The evil Dr. Strangeglove and his sidekick Fishlips, having captured many Moshlings to turn into Glumps, steal the egg. When the monsters arrive at the museum, they find a holographic kit left by Dr. Strangeglove, telling them that he will destroy the egg unless they bring him three items by midnight (microwaveable Oobla Doobla, a Blue Jeepers' tears, and Frosted Rainbow Rox, which can be used together to hatch the egg).

The monsters set off on a quest to retrieve the three artifacts and take the egg back from Dr. Strangeglove. They obtain the Oobla Doobla from a group of Woolly Blue Hoodoos after Zommer defeats them in a game of limbo, but the group ends up accidentally leaving him behind. The monsters are then captured by the evil Sweet Tooth; after Diavlo helps them escape, he, Luvli, and Zommer are captured by Dr. Strangeglove.

Katsuma, Poppet, Mr. Snoodle, and Furi obtain tears from a Blue Jeepers at Jollywood during a musical number started by Bobbi SingSong. Bobbi teleports the monsters to Mount Sillimanjaro using a "kerfuffle", but Furi wanders off and gets captured.

While climbing Mount Sillimanjaro, Poppet and Katsuma have an argument and the latter shouts, causing an avalanche. They end up trapped in a cave, where Katsuma tearfully admits that it was his fault. Poppet cheers him up by singing the song "We Can Do It" and they manage to find the Frosted Rainbow Rox. The monsters fight Dr. Strangeglove for the egg at the summit. Strangeglove ends up escaping with the three ingredients and the egg, pushes Mr. Snoodle off the mountain, and captures Katsuma and Poppet.

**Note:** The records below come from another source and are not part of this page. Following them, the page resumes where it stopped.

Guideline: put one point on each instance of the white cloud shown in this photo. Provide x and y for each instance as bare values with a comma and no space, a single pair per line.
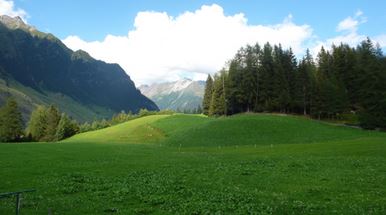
7,7
349,24
348,29
381,40
164,48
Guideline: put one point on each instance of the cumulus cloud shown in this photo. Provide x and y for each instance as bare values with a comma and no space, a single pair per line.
193,44
351,23
7,7
348,29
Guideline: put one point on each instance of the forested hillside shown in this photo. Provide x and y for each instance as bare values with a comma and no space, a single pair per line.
343,81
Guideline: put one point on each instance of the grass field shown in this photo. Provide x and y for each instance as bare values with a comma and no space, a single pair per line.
190,164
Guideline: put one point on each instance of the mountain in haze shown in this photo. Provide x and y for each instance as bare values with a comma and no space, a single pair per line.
37,68
181,95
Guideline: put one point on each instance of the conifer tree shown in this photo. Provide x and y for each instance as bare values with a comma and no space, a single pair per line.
37,124
11,123
207,95
66,128
218,104
52,120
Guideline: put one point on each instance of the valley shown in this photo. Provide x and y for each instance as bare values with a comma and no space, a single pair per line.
163,164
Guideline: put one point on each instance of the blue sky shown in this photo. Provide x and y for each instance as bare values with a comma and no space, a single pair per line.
157,41
94,19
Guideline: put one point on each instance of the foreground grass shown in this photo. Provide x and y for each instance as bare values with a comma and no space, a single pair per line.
342,171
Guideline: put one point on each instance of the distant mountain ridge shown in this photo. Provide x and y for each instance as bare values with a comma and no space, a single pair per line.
37,68
181,95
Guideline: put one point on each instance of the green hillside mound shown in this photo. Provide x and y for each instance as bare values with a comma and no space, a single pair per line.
253,129
247,129
134,131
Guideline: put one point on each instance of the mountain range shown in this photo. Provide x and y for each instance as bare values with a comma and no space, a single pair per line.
37,68
184,94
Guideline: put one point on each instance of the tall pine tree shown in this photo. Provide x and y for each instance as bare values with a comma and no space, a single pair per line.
11,123
207,95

In Strangeglove's ship, the six monsters are imprisoned and about to be killed while Dr. Strangeglove and Fishlips prepare to hatch the egg into a Glump. Mr. Snoodle, having survived his fall, rescues the monsters. Together, they free the Moshlings that Strangeglove captured and defeat him with their help. The monsters celebrate their victory in Monstro City and return the Great Moshling Egg to the museum just before Mrs. Snoodle hatches from it.

== Cast ==
- Emma Tate as Katsuma and Luvli
- Phillipa Alexander as Poppet
- Ashley Slater as Dr. Strangeglove and Zommer
- Boris Hiestand as Fishlips and Newsreader
- Tom Clarke Hill as Furi and Roary Scrawl
- Keith Wickham as Buster Bumblechops and Diavlo
- Rajesh David as Bobbi SingSong
- Steve Cleverley as Sweet Tooth

== Production ==
The film was produced by Mind Candy and Cornwall-based animation studio Spider Eye Productions. It was financed and produced entirely in the United Kingdom.

The film was dedicated to Andreas von Andrian, who passed away before the film was released.

==Release==
Although the film did not receive a theatrical release in North America, it was broadcast on Starz in May 2019, and was available on Hulu and Sling TV. It was released for free on YouTube in July 2025 to promote a Kickstarter campaign to relaunch the Moshi Monsters game.
=== Home media ===
Moshi Monsters: The Movie was released on DVD on 14 April 2014 in the UK. It came with either a Jackson or Mrs Snoodle trading card and a Mrs Snoodle code for online and the Moshi Village app.

== Reception ==
Moshi Monsters: The Movie received mainly mixed reviews from critics. On Rotten Tomatoes, it has an approval rating of based on reviews from critics, with an average rating of .

Helen O'Hara of Empire magazine wrote: "For the very young, the surreal, sweet-toothed pleasures will be captivating. For the older audience member, it may be the longest 81 minutes they've ever spent." Tim Robey of The Telegraph gave it 3 out of 5 and wrote: "The film was lulling and sweetly harmless; the franchise's 80 million global subscribers can't all be wrong." Peter Bradshaw of The Guardian wrote that "even fans of the online game Moshi Monsters may find the film version an incredibly annoying and baffling bore." Mark Kermode gave the film 1 out of 5 stars, believing it may entertain very young children, but "will leave adults bored, stupefied, revolted and appalled, but mostly bored".

Guy Lodge of Variety wrote: "Moshi Monsters: The Movie welcomes new converts with an effective combination of seizure-inducing color and insidiously catchy songs." He called the voicework "adequate" and called the songs a welcome distraction.